Does that not suggest that this is a cooling issue? I realize that "suddenly shuts down" doesn't seem like a very specific symptom, but so far there is a direct correlation between heat generated/removed and how long the system lasts. Everything about it sounds to me like the system is overheating.
Perhaps the original fans are worn out and not generating enough pressure anymore? It's also possible that something has degraded and is leaking more power, narrowing the margin on the existing cooling.

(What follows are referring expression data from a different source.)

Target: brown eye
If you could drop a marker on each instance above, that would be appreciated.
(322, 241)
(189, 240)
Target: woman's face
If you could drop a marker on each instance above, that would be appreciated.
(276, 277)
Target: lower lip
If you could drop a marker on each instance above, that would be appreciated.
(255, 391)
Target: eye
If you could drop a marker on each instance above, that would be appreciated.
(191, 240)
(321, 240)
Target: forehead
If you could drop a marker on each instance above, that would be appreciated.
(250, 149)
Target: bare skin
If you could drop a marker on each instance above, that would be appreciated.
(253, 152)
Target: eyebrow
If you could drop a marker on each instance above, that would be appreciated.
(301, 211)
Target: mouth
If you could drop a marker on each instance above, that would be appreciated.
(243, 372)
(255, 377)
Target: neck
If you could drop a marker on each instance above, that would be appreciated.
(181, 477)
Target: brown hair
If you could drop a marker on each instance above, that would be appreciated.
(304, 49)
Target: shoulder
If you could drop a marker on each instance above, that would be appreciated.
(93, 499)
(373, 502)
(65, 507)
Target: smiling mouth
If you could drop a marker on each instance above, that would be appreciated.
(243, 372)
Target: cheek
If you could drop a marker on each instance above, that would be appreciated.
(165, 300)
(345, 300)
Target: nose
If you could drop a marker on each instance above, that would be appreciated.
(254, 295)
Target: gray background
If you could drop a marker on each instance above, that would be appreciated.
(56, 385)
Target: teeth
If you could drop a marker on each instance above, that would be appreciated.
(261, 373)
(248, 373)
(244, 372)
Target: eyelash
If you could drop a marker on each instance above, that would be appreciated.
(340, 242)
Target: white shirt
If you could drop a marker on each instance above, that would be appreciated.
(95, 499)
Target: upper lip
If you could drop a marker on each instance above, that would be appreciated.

Note that there is a difference between static pressure (mmH2O or Pascals) and air flow volume (CFM); most PC fans are designed for PC cases with good airflow characteristics, so they have high max volume but low max static pressure. This means that they can move a lot of air
so long as there is no restriction. Fans designed for radiators generally have higher static pressure, but nothing like the Panaflo fans SGI typically used. The design of the I2 case fundamentally depends on high static pressure fans that can pull air from the tiny vents on the other side of the case.